PhD Candidate, Economics at Columbia University
Corinne is a Ph.D. candidate in Economics at Columbia University. Her research in Zambia, Kenya, and the United States focuses on the determinants of intra-household allocations, including matching, bargaining, and negotiation. Her current work uses a randomized-controlled trial to explore the role negotiation training can play in increasing Zambian girls’ access to schooling and household resources. The project also aims to understand the underlying mechanisms of negotiation, and thus its potential applications. If negotiation creates the illusion of joint gains while really serving to redistribute toward the trained negotiator, the social benefits of negotiation are likely to be minimal. On the other hand, if negotiation actually allows agents to overcome inefficiencies, then there are broad social gains to expanding negotiation training beyond its current reaches.

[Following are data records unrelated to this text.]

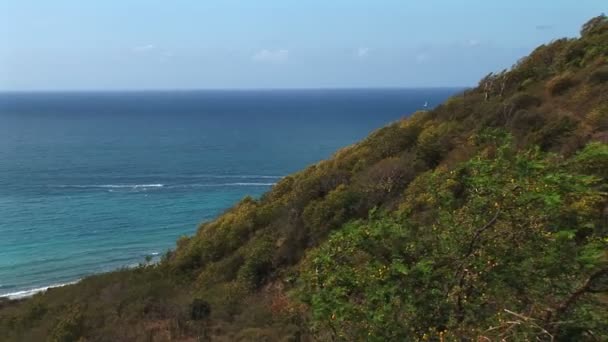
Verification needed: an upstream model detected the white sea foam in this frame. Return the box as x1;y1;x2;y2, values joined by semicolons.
54;184;165;189
185;182;277;187
0;280;80;299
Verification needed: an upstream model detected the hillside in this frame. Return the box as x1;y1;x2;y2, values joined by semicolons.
0;16;608;341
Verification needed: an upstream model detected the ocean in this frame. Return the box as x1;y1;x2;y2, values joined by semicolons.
0;88;458;298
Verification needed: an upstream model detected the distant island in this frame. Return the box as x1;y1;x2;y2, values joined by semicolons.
0;15;608;341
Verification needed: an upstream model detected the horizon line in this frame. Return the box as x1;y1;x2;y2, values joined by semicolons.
0;85;474;94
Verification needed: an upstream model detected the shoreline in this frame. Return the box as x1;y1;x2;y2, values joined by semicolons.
0;279;82;300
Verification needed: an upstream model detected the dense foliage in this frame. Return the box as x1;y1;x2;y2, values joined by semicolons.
0;16;608;341
302;137;608;341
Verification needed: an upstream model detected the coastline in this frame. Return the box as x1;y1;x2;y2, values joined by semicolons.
0;279;82;300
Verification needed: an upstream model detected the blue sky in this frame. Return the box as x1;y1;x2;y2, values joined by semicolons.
0;0;608;90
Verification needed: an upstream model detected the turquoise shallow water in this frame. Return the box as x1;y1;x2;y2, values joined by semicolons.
0;89;456;296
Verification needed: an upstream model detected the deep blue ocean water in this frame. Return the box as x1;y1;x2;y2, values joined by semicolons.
0;89;457;297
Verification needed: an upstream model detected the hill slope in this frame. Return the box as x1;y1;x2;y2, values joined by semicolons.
0;16;608;341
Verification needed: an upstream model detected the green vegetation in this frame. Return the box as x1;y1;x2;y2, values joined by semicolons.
0;16;608;341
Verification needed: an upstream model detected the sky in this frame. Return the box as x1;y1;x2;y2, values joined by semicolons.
0;0;608;91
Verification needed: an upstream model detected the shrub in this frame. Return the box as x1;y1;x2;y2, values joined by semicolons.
587;104;608;131
509;93;542;110
190;298;211;321
50;306;83;342
589;66;608;84
547;74;576;96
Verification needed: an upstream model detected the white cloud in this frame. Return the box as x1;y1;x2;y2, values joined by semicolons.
416;53;429;64
357;47;369;58
251;49;289;63
132;44;156;52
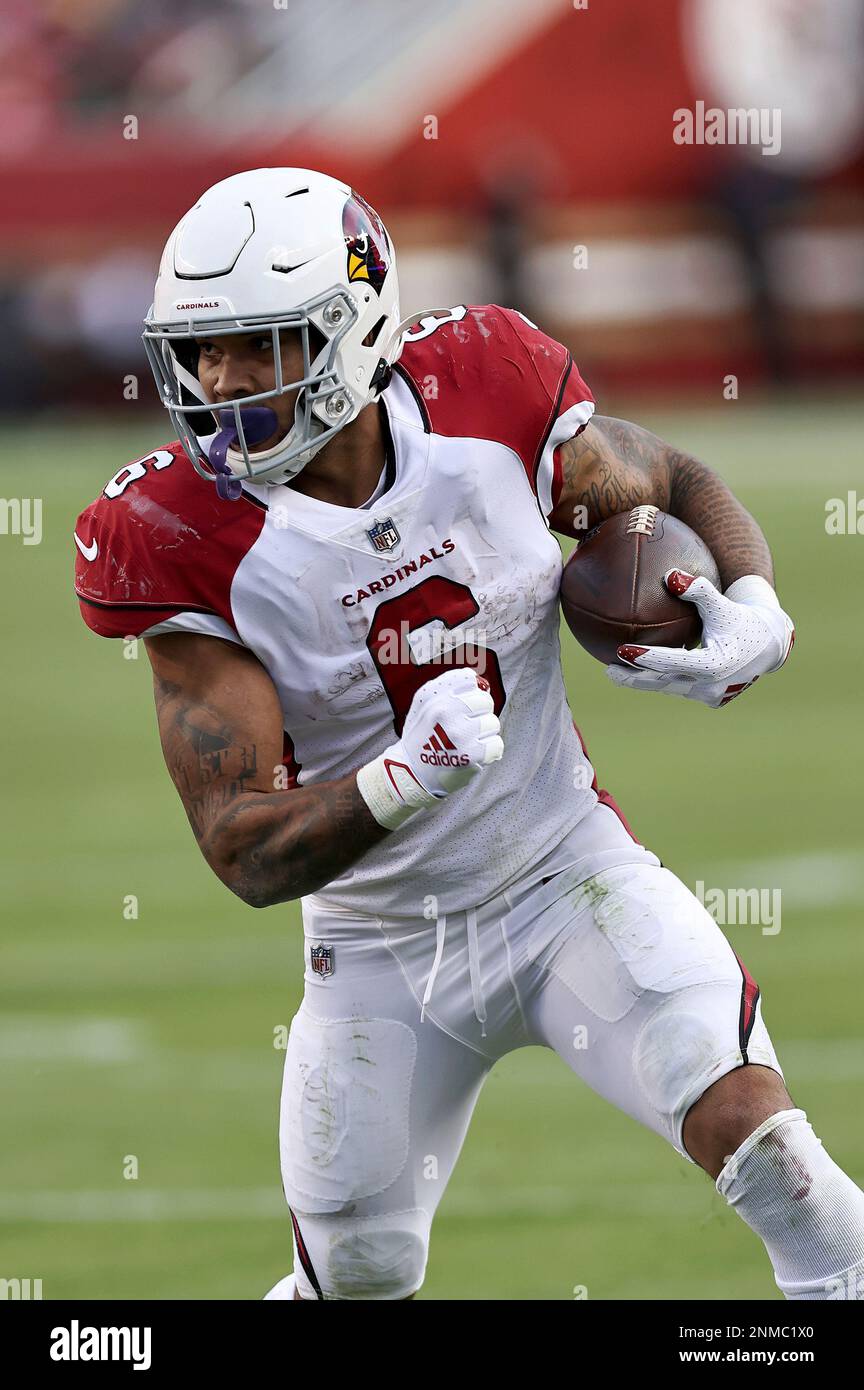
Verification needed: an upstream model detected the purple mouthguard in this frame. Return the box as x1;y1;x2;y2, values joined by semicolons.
208;406;279;502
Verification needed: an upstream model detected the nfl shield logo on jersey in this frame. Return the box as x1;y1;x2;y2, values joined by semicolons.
367;517;399;550
310;947;333;979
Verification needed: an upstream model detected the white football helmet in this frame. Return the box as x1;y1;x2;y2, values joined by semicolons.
143;168;403;496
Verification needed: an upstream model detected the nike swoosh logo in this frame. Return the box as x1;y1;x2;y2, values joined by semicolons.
271;256;315;275
72;531;99;560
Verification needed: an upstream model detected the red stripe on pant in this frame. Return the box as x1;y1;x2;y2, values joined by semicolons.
574;720;642;845
288;1207;324;1298
735;951;760;1065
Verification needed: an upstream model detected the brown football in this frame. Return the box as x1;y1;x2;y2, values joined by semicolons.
561;506;720;664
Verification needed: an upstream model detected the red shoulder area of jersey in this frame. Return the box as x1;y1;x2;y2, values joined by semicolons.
396;304;595;492
74;442;265;637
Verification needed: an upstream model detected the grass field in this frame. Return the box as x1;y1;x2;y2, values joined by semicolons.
0;403;864;1300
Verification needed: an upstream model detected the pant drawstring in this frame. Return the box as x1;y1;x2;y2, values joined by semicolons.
465;908;486;1038
419;917;447;1023
419;908;486;1037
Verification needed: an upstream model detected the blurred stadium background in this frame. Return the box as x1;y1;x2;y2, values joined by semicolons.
0;0;864;1300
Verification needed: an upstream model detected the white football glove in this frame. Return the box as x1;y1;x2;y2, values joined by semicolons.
606;570;795;709
357;666;504;830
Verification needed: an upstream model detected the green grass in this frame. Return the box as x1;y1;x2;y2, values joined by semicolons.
0;403;864;1300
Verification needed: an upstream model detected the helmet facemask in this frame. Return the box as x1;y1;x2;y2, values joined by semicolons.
143;168;400;495
143;286;365;496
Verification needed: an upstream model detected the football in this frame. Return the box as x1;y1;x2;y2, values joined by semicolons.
561;506;720;664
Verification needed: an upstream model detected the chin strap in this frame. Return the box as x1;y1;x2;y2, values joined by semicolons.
207;406;279;502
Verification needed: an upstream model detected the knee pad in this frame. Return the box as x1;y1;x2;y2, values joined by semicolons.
292;1208;431;1301
279;1008;417;1213
633;980;783;1163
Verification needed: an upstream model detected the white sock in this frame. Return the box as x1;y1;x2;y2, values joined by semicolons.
264;1275;296;1301
715;1111;864;1301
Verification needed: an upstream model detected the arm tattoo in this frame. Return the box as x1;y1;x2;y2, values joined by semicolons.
154;676;388;906
550;416;774;589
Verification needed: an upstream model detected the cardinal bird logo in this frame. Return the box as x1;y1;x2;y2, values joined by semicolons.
342;193;390;293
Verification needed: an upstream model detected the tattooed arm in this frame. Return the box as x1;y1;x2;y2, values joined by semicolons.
144;632;388;908
550;416;774;589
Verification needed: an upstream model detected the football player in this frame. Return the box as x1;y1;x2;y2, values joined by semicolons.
75;168;864;1300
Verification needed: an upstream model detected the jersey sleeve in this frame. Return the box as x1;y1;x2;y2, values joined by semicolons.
501;309;595;520
397;304;595;521
142;613;246;646
74;446;264;644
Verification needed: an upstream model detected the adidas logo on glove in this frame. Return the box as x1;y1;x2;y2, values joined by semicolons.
419;724;470;767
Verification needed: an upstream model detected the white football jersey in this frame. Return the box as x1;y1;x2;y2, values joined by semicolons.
76;304;644;916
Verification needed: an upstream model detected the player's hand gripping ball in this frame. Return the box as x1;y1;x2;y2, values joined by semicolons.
561;506;795;708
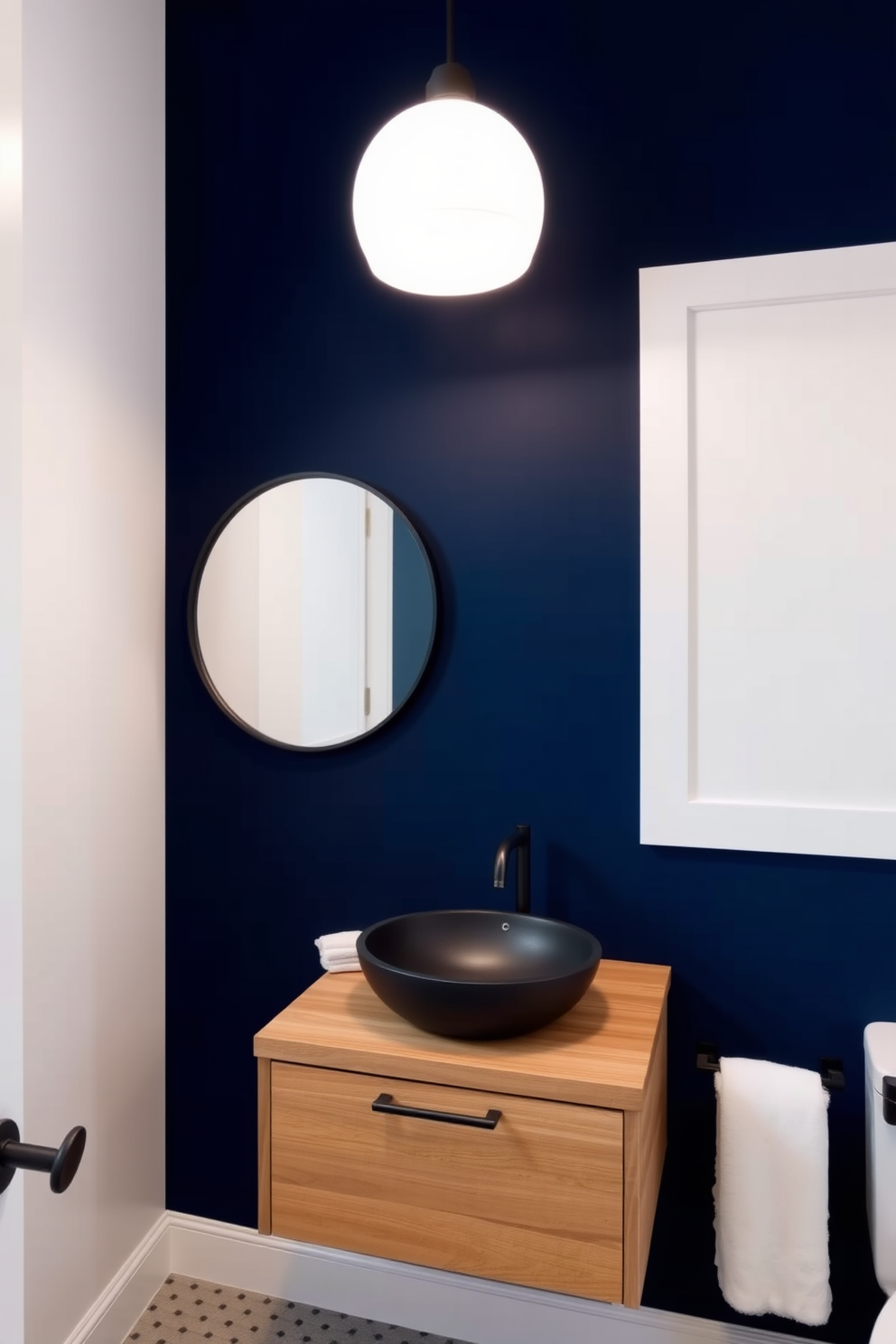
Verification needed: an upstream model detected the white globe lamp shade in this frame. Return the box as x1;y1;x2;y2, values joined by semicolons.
352;97;544;295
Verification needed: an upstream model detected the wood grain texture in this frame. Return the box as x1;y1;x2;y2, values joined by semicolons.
256;959;669;1110
258;1059;271;1237
271;1059;623;1302
622;1004;667;1306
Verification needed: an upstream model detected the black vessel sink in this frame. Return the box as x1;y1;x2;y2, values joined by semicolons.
358;910;601;1041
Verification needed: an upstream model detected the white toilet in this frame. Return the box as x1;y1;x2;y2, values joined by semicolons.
865;1022;896;1344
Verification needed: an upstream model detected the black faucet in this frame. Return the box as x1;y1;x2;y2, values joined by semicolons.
494;826;532;915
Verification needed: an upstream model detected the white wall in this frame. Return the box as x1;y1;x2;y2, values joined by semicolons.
0;0;165;1344
0;0;24;1344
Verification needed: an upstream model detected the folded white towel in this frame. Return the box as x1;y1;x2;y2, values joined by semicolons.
314;929;361;972
714;1059;830;1325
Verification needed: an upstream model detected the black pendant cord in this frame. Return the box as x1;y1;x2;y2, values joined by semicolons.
425;0;475;102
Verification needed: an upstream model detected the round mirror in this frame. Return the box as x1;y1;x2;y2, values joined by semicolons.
188;473;436;751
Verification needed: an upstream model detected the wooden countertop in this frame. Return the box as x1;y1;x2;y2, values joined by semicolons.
256;959;670;1110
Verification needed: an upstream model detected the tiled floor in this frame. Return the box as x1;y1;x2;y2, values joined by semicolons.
122;1274;475;1344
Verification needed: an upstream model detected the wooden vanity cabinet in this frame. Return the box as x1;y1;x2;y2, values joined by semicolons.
256;961;669;1306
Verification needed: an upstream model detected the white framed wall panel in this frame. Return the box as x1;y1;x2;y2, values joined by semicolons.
640;243;896;859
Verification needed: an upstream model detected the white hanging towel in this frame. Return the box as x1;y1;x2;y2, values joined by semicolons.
714;1059;830;1325
314;929;361;970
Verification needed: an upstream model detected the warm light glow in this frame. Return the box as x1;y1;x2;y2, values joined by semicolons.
352;98;544;294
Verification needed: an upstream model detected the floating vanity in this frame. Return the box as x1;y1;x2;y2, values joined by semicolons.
256;959;669;1306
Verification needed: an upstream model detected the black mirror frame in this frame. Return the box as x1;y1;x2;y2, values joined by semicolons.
187;471;441;751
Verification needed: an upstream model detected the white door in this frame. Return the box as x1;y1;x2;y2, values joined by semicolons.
0;0;165;1344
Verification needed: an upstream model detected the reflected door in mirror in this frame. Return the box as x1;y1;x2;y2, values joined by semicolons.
191;476;435;750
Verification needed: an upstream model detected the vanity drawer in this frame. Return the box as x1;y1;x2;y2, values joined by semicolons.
270;1060;623;1302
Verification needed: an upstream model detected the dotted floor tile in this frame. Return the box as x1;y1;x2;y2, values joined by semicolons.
122;1274;481;1344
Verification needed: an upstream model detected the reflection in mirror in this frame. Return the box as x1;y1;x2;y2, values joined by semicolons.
190;476;435;750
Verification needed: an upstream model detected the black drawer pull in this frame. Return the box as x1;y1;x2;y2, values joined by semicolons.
370;1093;501;1129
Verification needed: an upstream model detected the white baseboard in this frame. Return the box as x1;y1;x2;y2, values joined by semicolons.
66;1214;171;1344
66;1212;810;1344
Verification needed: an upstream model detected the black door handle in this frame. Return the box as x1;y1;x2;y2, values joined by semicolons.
0;1120;88;1195
370;1093;501;1129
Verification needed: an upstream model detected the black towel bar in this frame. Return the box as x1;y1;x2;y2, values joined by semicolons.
697;1041;846;1091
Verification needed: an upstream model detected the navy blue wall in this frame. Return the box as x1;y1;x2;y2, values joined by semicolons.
168;0;896;1344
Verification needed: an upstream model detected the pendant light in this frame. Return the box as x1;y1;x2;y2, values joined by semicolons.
352;0;544;294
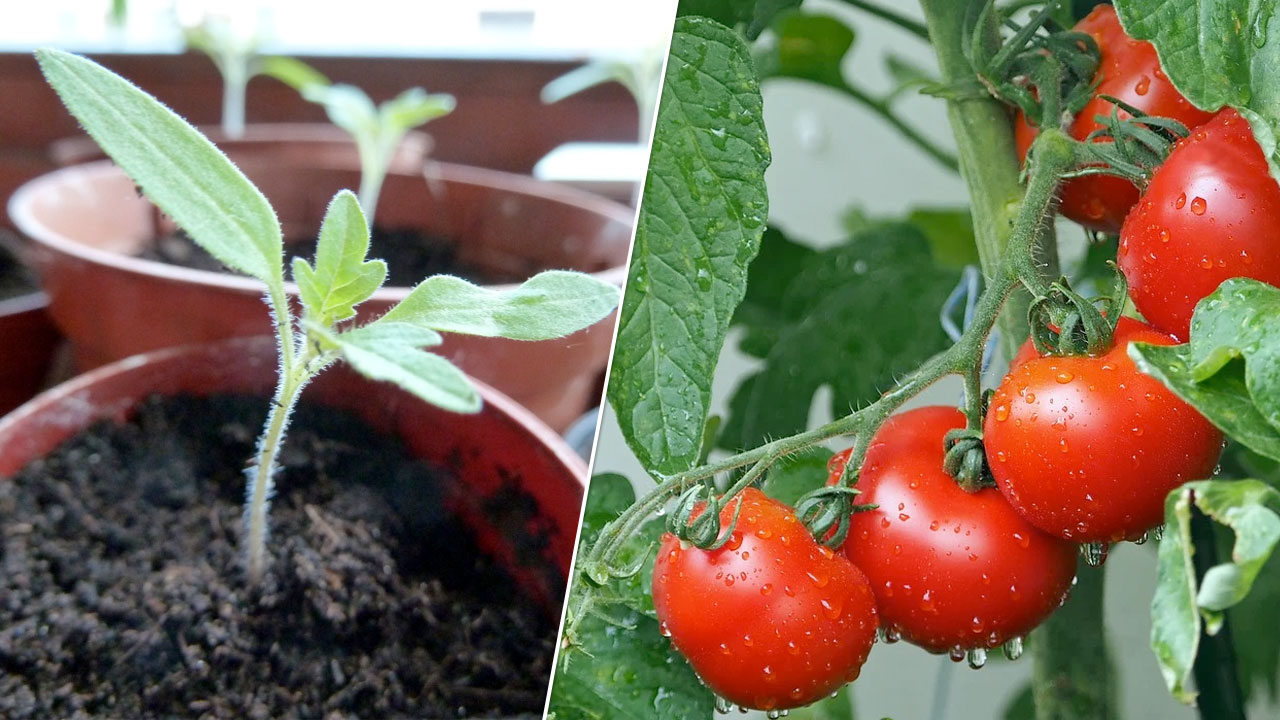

Corinne is a 2008 National Science Foundation Graduate Research Fellow, and has a B.S. in Economics from Duke University. Prior to joining Columbia, she worked as a management consultant for McKinsey and Company, serving Fortune 500 companies and government clients.
Alexandra van Geen
Ph.D. Candidate, Public Policy, Harvard University
Alexandra is a Ph.D candidate in Public Policy at Harvard University. She is an experimental economist and her research focuses on behavioral economics, reducing (gender) inequality and risk attitudes. Specifically she is interested to design interventions that improve judgment and decision-making.
As a PON Graduate research fellow she will conduct a randomized experiment at a large firm to test an intervention aimed to help overcome gender biases and discrimination in promotion negotiations. This new mechanism, an information nudge, changes the context used to evaluate candidates. She has tested a similar mechanism in the lab where it has proven very successful.
Alexandra holds an MPhil in economics from the CentEr institute at Tilburg University in the Netherlands, and a BA from University College Utrecht at Utrecht University. She has worked for the Dutch Parliament and served as a consultant.